Once a year, Malaysia’s skinheads meet for dinner. MASKAD, the Malaysia Skinhead Annual Supper & Festival, unites the particular nation’s punk scene, getting various political ideologies and found families together under one roof. Across the world at occasions such as MASKAD, punk lives on. Jess Kohl’s latest project, Disciples , documents the lives of Kuala Lumpur’s skinheads, with just who she spent 10 days.  

“My work often looks at youth culture and identity, as I’m interested in those who are on a journey, coming to conditions with their identity in some way, ” Kohl explains. Her over projects have explored passing strange lives along the American Scriptures Belt, the Philippine punk scene, and Buttmitzvah, London’s queer Jewish club night.

From the series ‘Moda Moody’, © Jess Khol.

“I study an article about the skinhead scene in Malaysia, and it explained there were two opposing factions: a very kind of strong anti-fascist movement, and then, a neo-nazi movement, ” Kohl explains. ‘Skinhead’ —as a fashion, politic, and culture — can summon differing images for different people. The iconography finds its origins within the punk music scene from the 70s. The characteristic shaved head of skinheads has become a style adopted by each sides of the political compass. For Disciples , Kohl collaborated with the anti-fascist skinhead movement, a group she have been in contact with for many years prior.  

Kohl’s compassion and friendship with the group are crystal clear. The images depict the group as a family, united through shared beliefs and iconography. “Ultimately it is documentary, but I want my work to straddle the line between documentary and art, ” the lady explains. ” [The group’s] beliefs are very anti-fascist, and they spend time at this location 10 floors up within this unassuming building.

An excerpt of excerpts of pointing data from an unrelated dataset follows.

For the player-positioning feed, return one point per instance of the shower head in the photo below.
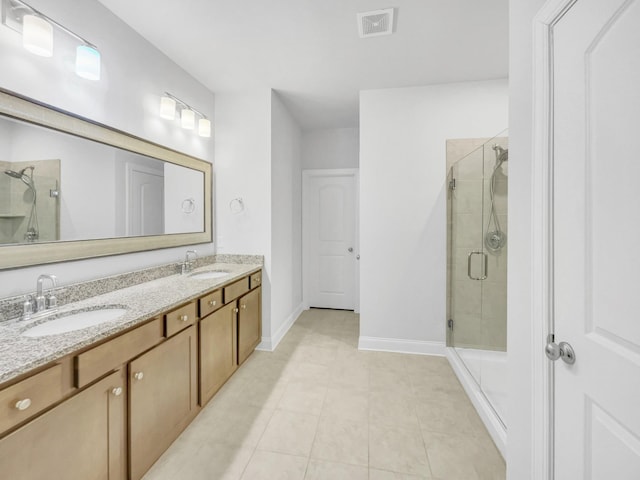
(21, 175)
(502, 154)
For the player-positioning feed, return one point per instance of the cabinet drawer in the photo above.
(255, 280)
(28, 397)
(233, 291)
(110, 355)
(210, 303)
(179, 319)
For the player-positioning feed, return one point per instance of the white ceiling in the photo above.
(309, 50)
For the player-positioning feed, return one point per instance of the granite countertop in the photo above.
(20, 354)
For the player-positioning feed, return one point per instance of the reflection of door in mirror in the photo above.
(29, 206)
(145, 194)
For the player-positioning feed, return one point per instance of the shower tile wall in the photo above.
(15, 201)
(479, 307)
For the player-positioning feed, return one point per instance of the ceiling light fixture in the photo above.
(168, 104)
(37, 36)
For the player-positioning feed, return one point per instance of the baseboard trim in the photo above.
(269, 344)
(400, 345)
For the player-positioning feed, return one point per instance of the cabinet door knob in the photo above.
(23, 404)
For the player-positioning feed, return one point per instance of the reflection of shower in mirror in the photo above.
(32, 234)
(188, 205)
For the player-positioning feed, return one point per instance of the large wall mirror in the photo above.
(72, 189)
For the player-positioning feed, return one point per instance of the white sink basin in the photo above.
(75, 321)
(209, 275)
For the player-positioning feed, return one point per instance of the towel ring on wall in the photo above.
(236, 206)
(188, 205)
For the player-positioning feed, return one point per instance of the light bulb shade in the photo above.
(37, 35)
(167, 108)
(88, 62)
(204, 127)
(188, 119)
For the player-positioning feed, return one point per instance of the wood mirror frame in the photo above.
(22, 255)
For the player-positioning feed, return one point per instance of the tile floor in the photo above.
(318, 408)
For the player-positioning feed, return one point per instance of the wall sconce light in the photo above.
(168, 104)
(37, 36)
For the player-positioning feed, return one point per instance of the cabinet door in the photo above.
(249, 323)
(218, 350)
(83, 438)
(162, 398)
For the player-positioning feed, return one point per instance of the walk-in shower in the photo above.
(477, 272)
(32, 232)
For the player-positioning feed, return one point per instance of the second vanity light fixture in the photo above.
(37, 36)
(168, 104)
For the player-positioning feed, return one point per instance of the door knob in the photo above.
(561, 350)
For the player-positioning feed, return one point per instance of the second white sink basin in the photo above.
(75, 321)
(209, 274)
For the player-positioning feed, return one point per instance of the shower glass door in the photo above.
(477, 265)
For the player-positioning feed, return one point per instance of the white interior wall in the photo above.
(243, 170)
(286, 225)
(127, 98)
(403, 205)
(331, 148)
(521, 464)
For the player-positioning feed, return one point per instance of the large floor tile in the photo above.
(342, 441)
(303, 398)
(397, 449)
(346, 404)
(321, 470)
(289, 432)
(271, 466)
(462, 457)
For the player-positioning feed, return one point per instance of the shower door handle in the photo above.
(485, 265)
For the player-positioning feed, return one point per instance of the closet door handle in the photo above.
(484, 269)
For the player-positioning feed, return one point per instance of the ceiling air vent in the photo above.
(375, 23)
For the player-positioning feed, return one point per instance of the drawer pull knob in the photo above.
(23, 404)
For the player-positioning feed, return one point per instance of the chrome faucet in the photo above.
(49, 302)
(187, 266)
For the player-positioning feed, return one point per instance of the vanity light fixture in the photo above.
(37, 36)
(168, 104)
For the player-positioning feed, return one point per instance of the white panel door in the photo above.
(329, 226)
(596, 210)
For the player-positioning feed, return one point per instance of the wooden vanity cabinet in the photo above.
(83, 438)
(218, 350)
(162, 398)
(249, 323)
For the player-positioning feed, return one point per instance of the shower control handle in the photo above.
(485, 265)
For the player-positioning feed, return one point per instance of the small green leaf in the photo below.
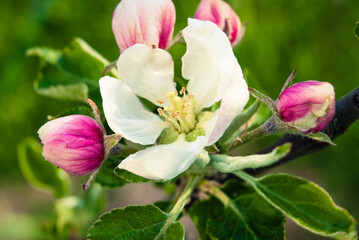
(135, 222)
(70, 74)
(166, 206)
(227, 164)
(201, 211)
(264, 99)
(356, 30)
(320, 137)
(39, 172)
(306, 204)
(129, 177)
(247, 216)
(106, 175)
(233, 131)
(76, 110)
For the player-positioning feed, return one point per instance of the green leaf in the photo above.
(264, 99)
(106, 175)
(233, 131)
(306, 204)
(247, 216)
(356, 30)
(39, 172)
(135, 222)
(227, 164)
(70, 74)
(76, 110)
(130, 177)
(166, 206)
(201, 211)
(321, 137)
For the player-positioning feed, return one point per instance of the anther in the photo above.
(160, 111)
(183, 90)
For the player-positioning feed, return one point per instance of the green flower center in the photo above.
(180, 115)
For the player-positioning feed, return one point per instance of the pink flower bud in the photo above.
(308, 105)
(222, 14)
(149, 22)
(73, 143)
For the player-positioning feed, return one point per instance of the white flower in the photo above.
(214, 75)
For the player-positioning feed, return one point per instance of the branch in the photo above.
(347, 112)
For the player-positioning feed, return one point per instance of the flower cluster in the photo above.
(189, 117)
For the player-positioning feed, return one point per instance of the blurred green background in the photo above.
(313, 36)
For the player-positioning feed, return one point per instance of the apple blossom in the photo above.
(222, 14)
(149, 22)
(184, 126)
(310, 105)
(73, 143)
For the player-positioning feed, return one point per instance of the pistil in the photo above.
(181, 114)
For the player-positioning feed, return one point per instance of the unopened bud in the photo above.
(149, 22)
(310, 105)
(73, 143)
(222, 14)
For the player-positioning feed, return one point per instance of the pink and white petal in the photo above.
(164, 161)
(126, 115)
(126, 25)
(209, 10)
(235, 99)
(207, 63)
(148, 72)
(157, 19)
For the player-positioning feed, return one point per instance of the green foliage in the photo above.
(135, 222)
(82, 110)
(228, 164)
(320, 137)
(236, 212)
(130, 177)
(75, 214)
(234, 130)
(306, 204)
(40, 173)
(70, 74)
(106, 175)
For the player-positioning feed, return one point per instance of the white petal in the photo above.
(125, 114)
(148, 72)
(164, 161)
(235, 99)
(208, 62)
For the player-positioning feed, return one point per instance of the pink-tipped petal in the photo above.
(73, 143)
(222, 14)
(149, 22)
(308, 105)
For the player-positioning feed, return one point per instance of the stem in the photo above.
(267, 128)
(181, 202)
(246, 177)
(174, 40)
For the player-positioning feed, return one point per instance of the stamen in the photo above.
(180, 114)
(183, 90)
(160, 111)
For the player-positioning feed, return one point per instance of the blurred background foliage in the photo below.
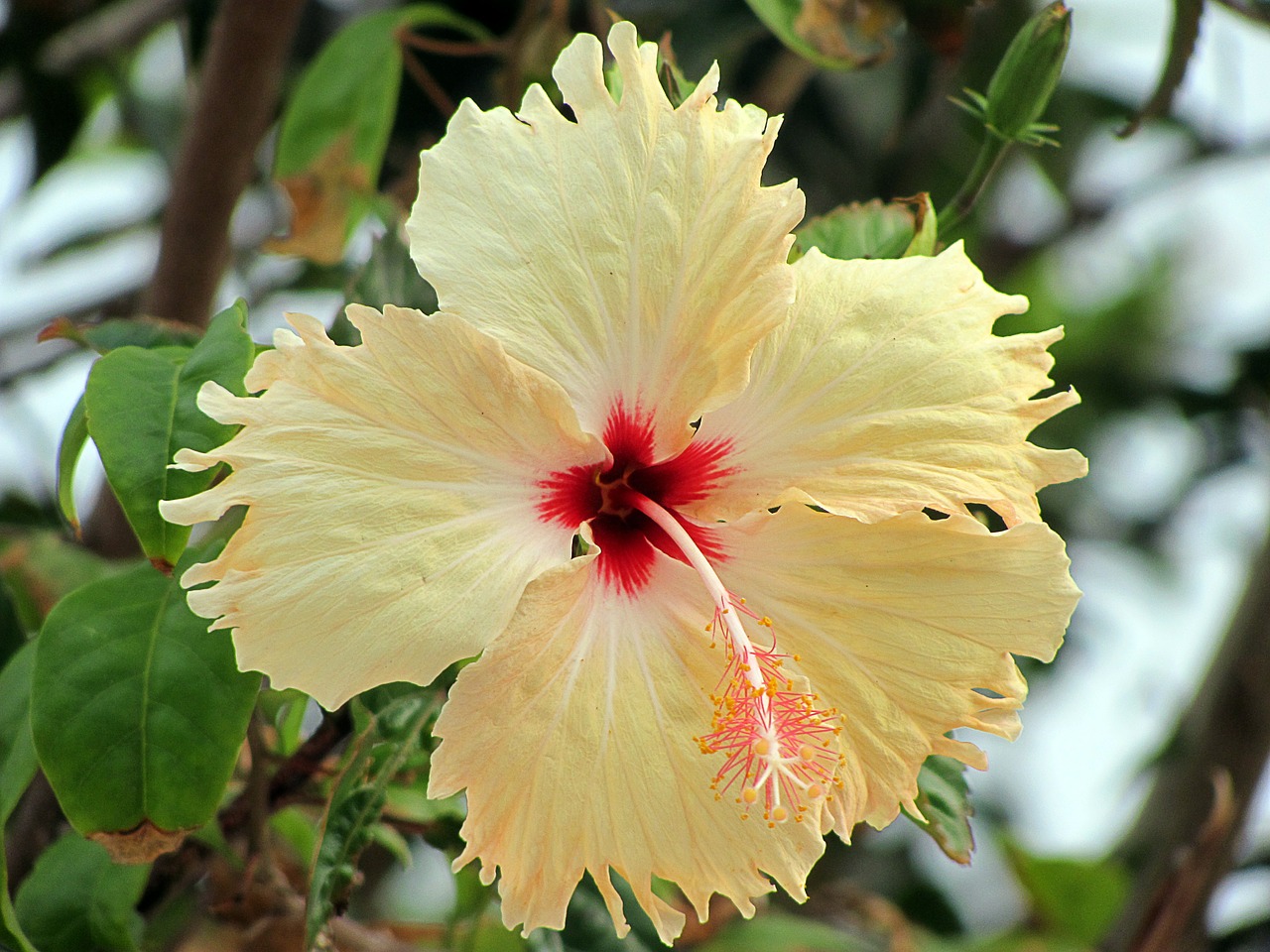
(1150, 249)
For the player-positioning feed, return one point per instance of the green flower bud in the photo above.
(1024, 81)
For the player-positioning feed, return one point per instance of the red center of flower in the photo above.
(606, 495)
(778, 744)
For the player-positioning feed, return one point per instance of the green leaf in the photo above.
(141, 409)
(925, 226)
(382, 748)
(137, 712)
(350, 89)
(944, 800)
(780, 932)
(73, 438)
(870, 230)
(39, 567)
(839, 45)
(336, 126)
(108, 335)
(1075, 898)
(17, 752)
(76, 898)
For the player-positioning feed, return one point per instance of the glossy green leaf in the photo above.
(389, 740)
(1076, 898)
(73, 438)
(76, 898)
(17, 752)
(141, 409)
(925, 227)
(944, 800)
(137, 712)
(12, 937)
(17, 770)
(350, 90)
(40, 566)
(866, 230)
(846, 48)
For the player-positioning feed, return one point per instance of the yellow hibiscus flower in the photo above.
(766, 624)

You go in the lift and then down a corridor into this space, which has been turned into a DO-IT-YOURSELF gig space. There are signs everywhere that say ‘no homophobia, no racism. ”

From the series ‘Moda Moody’, © Jess Khol.

“I have individual experience in trying to find the place where parts of my identity can easily coexist with my andersrum (umgangssprachlich) identity. I’ve been drawn to documenting these kinds of experiences, ” Kohl continues. Malaysia is really a majority Muslim nation, and faith works in tandem with the groups punk politics. Contrasting stereotypical understandings associated with religion as conservative, conventional, and restrictive, Disciples   demonstrates the realities of contemporary religious life.  

At the centre of Disciples , Kohl proves that the spirit associated with punk — its picture, its music, and its beliefs — live on. Across the world, messages of unity, solidarity, along with a rejection of fascism are heard. The skinheads of Malaysia, and indeed skinheads around the world, exemplify the sub-culture’s relentless strive for self-expression, and the kinds of communities it can create.

From your series ‘Moda Moody’, © Jess Khol.

Isaac Huxtable

Isaac Huxtable joined the British Journal of Pictures in October 2020, in which he is currently the Editorial Helper. Prior to this, he examined a BA in History associated with Art at the Courtauld Instititue of Art, London.